The widest of these veins is the 600 ft thick Broad Vein that lies to the north of the site and consists of layers of hard, grey shale with patches of slate. The Broad Vein slate is hard and durable, but does not split into thin sections, so is generally unsuitable for use as roofing slates.

The Middle Vein (also known as the Red Vein) lies about 100 yds south of the Broad Vein. It is about 60 ft thick but contains low-quality, friable slate that contains a large number of fossils, predominately graptolites. This vein was not worked commercially at Dolgoch. The British Geological Survey now considers the Middle Vein to be a part of the Broad Vein, not a separate formation.

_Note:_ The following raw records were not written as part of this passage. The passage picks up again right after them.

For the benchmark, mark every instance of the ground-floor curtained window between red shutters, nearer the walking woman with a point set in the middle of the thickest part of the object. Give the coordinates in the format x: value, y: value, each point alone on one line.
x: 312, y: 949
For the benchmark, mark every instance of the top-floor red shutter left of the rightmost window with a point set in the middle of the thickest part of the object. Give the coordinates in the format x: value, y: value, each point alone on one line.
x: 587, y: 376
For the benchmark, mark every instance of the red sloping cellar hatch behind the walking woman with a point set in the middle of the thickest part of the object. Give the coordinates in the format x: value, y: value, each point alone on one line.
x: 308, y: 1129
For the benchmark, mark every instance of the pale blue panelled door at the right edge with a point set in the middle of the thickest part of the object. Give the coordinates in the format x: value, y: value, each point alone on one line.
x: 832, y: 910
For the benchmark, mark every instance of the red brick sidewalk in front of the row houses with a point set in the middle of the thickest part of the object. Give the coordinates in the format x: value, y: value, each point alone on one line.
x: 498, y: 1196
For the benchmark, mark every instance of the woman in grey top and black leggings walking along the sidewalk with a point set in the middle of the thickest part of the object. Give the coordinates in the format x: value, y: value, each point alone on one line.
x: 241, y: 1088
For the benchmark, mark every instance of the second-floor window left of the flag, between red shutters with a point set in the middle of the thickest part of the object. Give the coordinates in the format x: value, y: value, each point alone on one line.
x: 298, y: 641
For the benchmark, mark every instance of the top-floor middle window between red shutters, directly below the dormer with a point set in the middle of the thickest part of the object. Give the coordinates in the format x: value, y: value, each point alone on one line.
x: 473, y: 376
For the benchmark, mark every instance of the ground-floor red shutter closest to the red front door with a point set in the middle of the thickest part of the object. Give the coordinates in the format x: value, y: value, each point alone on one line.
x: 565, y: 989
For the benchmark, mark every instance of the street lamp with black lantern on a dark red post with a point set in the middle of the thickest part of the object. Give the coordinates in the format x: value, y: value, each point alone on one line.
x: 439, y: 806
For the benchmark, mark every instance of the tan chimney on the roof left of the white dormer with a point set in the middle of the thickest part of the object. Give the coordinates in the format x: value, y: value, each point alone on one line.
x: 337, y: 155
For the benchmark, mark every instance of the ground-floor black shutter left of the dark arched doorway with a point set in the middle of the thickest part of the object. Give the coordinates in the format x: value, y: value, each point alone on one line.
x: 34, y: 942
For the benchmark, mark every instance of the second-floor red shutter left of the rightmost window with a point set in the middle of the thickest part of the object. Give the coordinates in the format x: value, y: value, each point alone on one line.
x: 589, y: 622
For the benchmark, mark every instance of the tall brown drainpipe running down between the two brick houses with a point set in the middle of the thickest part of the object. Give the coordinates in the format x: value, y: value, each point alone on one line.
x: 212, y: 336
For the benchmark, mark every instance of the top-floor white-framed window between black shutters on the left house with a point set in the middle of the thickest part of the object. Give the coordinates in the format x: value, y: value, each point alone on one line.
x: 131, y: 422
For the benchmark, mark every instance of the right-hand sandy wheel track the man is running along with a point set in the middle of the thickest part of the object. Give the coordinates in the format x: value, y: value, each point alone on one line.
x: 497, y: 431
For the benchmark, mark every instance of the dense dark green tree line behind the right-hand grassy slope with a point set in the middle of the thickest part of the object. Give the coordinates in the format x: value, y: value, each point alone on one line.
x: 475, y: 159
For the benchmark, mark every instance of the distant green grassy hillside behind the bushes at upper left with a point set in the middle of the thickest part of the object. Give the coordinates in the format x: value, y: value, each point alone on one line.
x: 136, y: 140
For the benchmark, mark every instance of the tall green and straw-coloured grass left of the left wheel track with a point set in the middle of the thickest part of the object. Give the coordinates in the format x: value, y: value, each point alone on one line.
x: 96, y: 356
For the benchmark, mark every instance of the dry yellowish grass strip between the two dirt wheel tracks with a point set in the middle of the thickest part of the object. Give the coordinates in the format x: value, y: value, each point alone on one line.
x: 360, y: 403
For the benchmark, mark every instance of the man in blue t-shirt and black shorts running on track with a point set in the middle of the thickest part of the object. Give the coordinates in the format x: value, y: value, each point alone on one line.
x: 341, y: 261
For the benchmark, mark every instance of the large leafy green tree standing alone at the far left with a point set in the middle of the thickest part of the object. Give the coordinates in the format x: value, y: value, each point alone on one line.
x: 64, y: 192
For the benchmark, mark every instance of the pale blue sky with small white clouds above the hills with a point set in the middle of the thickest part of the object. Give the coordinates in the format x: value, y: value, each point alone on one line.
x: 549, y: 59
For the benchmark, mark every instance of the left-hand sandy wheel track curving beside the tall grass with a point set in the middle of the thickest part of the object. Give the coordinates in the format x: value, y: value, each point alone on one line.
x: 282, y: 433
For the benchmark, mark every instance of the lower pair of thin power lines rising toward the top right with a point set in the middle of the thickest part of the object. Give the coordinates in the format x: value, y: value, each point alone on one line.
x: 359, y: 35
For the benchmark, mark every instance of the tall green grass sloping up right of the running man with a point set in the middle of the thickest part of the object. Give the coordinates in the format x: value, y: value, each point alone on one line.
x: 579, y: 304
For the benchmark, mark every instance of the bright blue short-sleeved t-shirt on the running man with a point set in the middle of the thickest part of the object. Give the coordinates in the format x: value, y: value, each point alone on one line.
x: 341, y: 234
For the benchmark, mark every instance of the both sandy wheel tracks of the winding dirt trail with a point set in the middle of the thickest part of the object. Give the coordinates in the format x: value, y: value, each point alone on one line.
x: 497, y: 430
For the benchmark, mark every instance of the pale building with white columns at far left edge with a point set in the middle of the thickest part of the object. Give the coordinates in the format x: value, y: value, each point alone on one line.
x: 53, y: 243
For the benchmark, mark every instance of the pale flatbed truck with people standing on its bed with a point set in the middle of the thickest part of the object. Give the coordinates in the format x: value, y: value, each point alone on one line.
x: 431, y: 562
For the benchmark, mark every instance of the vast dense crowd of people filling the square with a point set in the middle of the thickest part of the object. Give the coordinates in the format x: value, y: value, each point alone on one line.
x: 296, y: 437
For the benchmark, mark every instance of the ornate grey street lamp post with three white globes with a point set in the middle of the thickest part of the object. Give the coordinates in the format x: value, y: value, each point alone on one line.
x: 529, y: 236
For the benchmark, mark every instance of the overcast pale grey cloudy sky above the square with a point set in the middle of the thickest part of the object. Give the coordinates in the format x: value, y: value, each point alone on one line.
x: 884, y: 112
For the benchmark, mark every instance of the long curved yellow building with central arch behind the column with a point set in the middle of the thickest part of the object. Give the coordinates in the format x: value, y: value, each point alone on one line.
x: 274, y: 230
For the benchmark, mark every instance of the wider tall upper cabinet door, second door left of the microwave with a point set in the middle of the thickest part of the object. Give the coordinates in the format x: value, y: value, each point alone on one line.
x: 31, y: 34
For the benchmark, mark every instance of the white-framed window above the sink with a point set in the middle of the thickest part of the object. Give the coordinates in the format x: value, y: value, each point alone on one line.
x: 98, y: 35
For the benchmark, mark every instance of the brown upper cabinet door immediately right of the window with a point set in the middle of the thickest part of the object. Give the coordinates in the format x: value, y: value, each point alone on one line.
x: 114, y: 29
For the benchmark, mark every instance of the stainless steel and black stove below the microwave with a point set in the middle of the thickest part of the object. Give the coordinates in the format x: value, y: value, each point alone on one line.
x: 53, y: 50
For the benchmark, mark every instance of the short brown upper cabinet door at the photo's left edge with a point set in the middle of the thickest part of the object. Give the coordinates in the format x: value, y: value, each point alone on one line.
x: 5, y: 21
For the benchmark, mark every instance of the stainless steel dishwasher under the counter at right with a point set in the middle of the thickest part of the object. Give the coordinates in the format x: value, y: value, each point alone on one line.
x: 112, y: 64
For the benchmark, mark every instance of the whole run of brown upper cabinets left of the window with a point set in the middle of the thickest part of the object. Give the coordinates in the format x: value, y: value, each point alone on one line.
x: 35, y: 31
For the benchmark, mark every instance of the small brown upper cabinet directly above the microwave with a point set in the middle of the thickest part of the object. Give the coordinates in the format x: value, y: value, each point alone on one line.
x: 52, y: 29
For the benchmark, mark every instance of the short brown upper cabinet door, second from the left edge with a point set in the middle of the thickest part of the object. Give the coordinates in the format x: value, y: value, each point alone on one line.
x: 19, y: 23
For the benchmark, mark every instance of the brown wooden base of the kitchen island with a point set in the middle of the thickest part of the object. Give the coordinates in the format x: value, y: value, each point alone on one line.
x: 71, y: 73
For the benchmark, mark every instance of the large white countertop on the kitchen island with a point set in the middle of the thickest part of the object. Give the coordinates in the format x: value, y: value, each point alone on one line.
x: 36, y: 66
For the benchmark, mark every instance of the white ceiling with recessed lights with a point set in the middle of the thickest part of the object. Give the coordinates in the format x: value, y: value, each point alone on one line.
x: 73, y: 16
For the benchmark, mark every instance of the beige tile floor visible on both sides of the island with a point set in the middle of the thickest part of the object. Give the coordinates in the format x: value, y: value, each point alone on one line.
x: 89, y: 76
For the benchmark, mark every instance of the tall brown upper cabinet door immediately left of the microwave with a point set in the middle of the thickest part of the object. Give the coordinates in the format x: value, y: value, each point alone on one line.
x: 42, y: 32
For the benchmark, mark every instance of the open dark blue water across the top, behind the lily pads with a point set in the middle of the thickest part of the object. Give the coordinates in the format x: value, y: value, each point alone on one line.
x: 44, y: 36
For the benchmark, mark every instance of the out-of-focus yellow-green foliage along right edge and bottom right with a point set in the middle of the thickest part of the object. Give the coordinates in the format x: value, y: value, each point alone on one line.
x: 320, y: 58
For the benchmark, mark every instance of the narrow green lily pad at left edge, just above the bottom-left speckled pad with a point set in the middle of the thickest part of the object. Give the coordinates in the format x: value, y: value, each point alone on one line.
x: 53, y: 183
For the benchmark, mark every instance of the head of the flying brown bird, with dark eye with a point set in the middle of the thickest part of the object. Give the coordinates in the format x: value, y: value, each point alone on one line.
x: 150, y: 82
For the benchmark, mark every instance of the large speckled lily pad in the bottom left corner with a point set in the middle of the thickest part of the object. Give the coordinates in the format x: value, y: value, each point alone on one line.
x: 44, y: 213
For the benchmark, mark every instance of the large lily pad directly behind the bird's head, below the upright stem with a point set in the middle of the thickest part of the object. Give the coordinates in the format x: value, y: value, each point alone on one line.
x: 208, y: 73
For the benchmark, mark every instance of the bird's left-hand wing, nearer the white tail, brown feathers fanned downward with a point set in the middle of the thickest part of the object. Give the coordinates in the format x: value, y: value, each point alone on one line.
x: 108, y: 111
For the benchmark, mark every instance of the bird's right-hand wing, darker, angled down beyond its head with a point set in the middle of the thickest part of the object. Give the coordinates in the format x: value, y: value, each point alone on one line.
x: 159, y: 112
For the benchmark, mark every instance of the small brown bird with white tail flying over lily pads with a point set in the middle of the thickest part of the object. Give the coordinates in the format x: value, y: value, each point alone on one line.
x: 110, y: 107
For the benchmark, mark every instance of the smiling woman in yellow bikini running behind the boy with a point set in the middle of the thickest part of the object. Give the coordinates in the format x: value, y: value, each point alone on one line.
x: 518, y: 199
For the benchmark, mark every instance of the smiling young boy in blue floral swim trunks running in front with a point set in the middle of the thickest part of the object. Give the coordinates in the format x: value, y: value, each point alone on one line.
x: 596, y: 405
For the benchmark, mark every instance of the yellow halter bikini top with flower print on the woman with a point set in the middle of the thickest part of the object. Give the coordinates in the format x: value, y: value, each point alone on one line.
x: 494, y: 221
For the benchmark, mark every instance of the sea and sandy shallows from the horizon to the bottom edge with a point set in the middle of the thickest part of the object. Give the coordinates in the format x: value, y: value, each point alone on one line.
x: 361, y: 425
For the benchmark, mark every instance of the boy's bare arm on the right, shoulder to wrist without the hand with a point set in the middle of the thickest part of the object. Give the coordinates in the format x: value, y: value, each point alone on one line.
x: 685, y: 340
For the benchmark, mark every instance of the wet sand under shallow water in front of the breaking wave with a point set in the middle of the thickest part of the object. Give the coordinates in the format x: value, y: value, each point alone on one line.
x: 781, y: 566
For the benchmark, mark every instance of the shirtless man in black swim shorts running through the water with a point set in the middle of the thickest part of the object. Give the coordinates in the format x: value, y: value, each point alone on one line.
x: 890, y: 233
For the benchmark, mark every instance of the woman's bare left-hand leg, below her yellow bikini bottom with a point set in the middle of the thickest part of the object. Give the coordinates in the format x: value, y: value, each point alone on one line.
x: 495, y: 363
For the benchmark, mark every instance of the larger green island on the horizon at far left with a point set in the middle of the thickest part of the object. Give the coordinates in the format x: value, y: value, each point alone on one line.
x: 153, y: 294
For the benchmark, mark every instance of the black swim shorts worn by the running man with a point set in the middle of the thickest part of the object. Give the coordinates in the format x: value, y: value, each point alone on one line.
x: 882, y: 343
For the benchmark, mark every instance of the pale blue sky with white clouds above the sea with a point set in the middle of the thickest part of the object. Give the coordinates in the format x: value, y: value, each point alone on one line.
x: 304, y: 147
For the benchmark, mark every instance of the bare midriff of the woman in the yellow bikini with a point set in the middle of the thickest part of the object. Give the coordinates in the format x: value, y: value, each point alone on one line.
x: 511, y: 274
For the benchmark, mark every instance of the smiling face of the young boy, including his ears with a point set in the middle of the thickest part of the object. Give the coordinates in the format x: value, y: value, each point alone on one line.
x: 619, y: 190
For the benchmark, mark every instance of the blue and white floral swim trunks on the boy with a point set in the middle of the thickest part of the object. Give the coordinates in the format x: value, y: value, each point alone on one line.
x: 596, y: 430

The third vein is the Narrow Vein which lies about 100 yards south of the Middle Vein and is also about 60 ft thick. It contains the highest quality slate of the three veins and the most commercially valuable, being easy to split into roofing slates and slabs and both durable and strong. The vein is mostly a continuous bed of slate, containing only the occasional seam of quartz. However the quality of the rock varies over the depth of the vein; the best material is found nearest the surface.

== Description ==
There are four adits at Dolgoch; they are located between SH652044 and SH655043.

Adit 1 is located close to the Lower Dolgoch Falls. It is approximately 100 ft long and dog-legs to the right slightly, ending at a chamber that is open to the sky, but fenced off for safety.

The other three adits are on the level above the Lower Falls, and along the walkway to the Middle Dolgoch Falls.

Adit 2 is very wet for most of its length, although it gets drier towards the end. It is approximately 314 feet long and bends towards the left slightly as you go in.

Adit 3 is the shortest, as it is only 52 feet long.

Adit 4 is the longest and most complexly-shaped. It twists and turns mostly to the left until, approximately 220 feet away from the entrance, it divides into two. The left-hand branch goes approximately 80 feet further from the junction. The right-hand branch goes approximately 290 feet further after the junction. Part-way along the right-hand branch, about 90 feet from the junction, there is a narrow drive, around 16 feet long, to the left.

== Transportation ==

Slate from the quarry is believed to have been hand-ported to the nearby Dolgoch station, on the Talyllyn Railway. A siding may have been provided, at the station, for the quarry.